We have included our funding statement in our cover letter as well.

5. When completing the data availability statement of the submission form, you indicated that you will make your data available on acceptance. We strongly recommend all authors decide on a data sharing plan before acceptance, as the process can be lengthy and hold up publication timelines. Please note that, though access restrictions are acceptable now, your entire data will need to be made freely accessible if your manuscript is accepted for publication. This policy applies to all data except where public deposition would breach compliance with the protocol approved by your research ethics board. If you are unable to adhere to our open data policy, please kindly revise your statement to explain your reasoning and we will seek the editor's input on an exemption. Please be assured that, once you have provided your new statement, the assessment of your exemption will not hold up the peer review process.

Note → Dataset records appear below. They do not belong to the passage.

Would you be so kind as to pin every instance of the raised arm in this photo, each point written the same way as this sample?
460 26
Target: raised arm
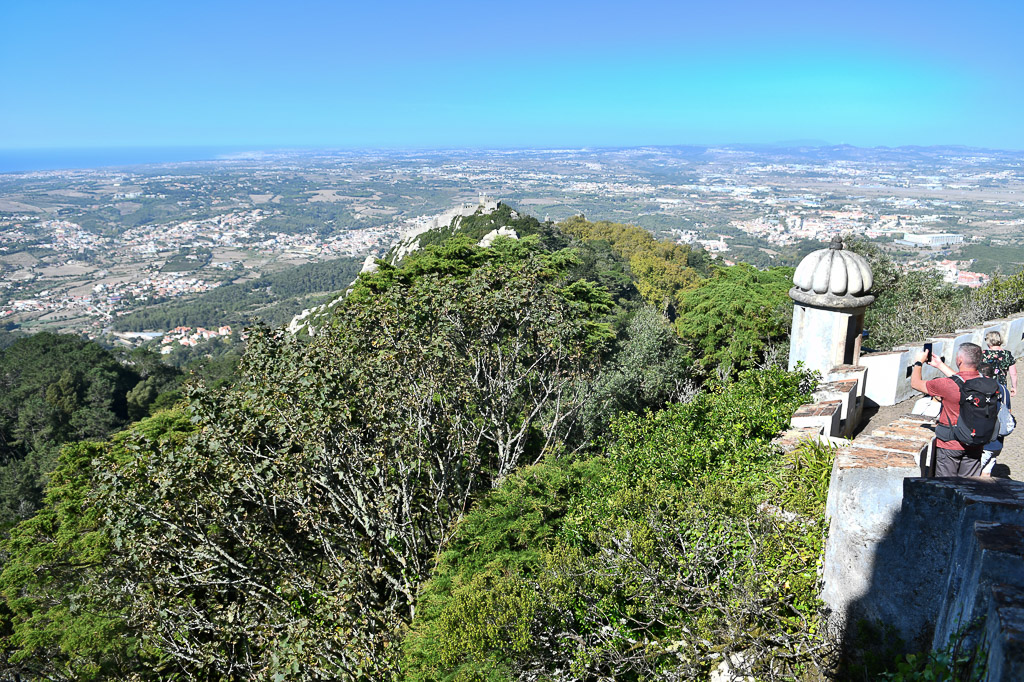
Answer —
918 383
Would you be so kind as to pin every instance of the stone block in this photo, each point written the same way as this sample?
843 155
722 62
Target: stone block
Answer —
824 414
888 383
995 556
1005 636
920 562
915 449
1014 341
846 392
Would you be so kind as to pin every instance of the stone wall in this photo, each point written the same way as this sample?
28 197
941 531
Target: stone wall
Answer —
891 370
932 560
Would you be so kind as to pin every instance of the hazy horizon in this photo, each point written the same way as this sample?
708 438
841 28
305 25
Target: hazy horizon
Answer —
456 75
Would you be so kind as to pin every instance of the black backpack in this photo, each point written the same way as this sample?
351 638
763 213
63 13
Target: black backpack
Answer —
979 413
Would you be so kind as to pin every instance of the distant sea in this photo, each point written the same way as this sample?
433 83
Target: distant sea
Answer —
13 161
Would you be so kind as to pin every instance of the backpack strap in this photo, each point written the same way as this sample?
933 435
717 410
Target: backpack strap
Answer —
958 380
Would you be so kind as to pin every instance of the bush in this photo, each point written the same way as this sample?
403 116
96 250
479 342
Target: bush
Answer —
678 549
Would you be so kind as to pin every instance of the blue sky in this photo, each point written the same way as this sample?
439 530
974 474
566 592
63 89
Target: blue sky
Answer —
509 74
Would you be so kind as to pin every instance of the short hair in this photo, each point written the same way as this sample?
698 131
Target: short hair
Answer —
970 354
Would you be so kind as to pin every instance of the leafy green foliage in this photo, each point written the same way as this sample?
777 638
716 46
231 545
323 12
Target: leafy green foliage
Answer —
674 553
732 318
662 269
58 388
291 534
648 371
66 611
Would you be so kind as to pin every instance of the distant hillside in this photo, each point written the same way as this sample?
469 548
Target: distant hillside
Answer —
273 298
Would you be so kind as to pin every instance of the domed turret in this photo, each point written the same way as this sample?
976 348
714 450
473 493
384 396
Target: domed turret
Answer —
833 278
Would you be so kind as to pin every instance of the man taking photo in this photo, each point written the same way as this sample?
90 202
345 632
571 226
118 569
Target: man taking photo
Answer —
960 437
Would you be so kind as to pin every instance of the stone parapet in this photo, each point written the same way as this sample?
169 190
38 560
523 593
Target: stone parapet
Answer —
824 415
1004 640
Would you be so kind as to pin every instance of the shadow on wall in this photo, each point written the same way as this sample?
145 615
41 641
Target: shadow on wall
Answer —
931 577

Authors’ response: We have made the data available at our lab website at https://sites.google.com/yonsei.ac.kr/yoonckim/research/dl-prediction-of-afib-from-polar-transformed-ecg-spectrogram.

6. Please amend either the abstract on the online submission form (via Edit Submission) or the abstract in the manuscript so that they are identical.

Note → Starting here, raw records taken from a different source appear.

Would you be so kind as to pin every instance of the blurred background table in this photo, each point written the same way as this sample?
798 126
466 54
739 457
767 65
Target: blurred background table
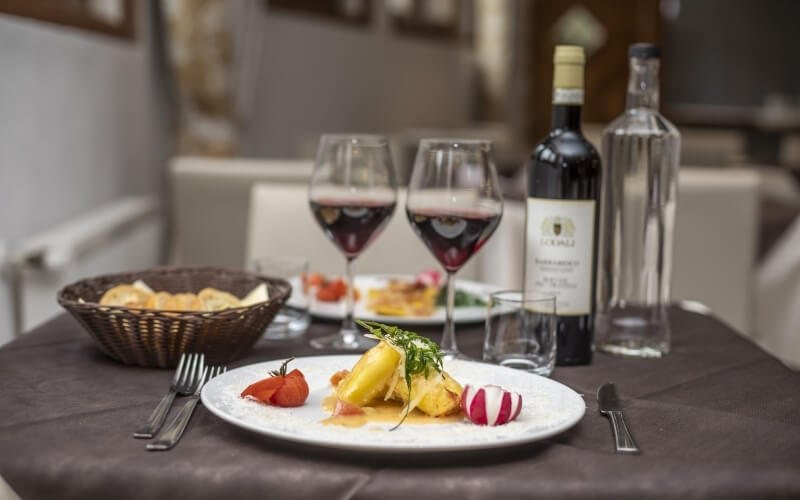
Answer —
717 418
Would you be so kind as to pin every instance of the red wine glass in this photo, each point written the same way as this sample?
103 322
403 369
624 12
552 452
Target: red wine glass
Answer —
454 205
352 193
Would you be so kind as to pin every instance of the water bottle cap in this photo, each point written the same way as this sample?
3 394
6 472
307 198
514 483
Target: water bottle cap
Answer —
644 51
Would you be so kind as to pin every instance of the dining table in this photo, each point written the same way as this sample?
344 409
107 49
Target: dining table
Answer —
715 418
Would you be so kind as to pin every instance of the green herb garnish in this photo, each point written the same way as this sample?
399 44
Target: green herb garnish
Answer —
281 372
460 299
421 354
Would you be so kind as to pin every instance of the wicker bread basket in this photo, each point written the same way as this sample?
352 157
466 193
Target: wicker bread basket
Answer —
157 338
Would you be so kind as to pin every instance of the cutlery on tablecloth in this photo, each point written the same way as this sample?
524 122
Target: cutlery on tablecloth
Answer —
183 382
609 405
173 432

Authors’ response: Thank you for pointing out the discrepancy. We ensured that they are identical in the revised manuscript submission.

Additional Editor Comments:

Reviewer agree that the manuscript contains novel elements. However, it presents some aspects that need to be solved before reconsideration.

1) The authors should explicitly mention the significant contributions of the manuscript. The novelty of the paper is not highlighted.

Authors’ response: We have provided the main contributions explicitly in the Introduction section of the revised manuscript.

[Introduction section, page 5]

The main contributions of this study can be summarized as follows.

1. A novel reverse polar transformed visual representation of time-frequency ECG spectrogram is presented and demonstrated for the identification of Afib in single lead ECG data.

2. The polar transformed ECG spectrogram images are used as input to a deep CNN model for the prediction of cardiac arrhythmia.

3. The effectiveness of the Pan-Tompkins (P-T) pre-processing algorithm is demonstrated for the prediction of cardiac arrhythmia when using deep CNNs.

2) The advantages and limitations of the proposed approach in relation to similar schemes are not clear.

Authors’ response: We have added the advantages and limitations to the Conclusions section.

[Conclusions section, page 16]

In sum, the proposed method is advantageous over the standard rectangular 2D representation with regard to its compact visualization of the long duration of ECG signal and its simplicity in implementation due to its square matrix form, which is suitable for existing and widely used 2D CNN models. The drawback of the proposed method in relation to the 1D ECG waveform analysis is that the color representation of the polar spectrogram is sensitive to the preprocessing filter and ECG signal amplitude.

3) Please revise the structure of the paper. It is recommendable to add to each section a couple of sentences that explain the purpose of the section. With this organization, the reader can clearly understand the sequence of the paper.

Authors’ response: We have added to each of the Methods and Results sections a couple of sentences that explain the purpose of the section.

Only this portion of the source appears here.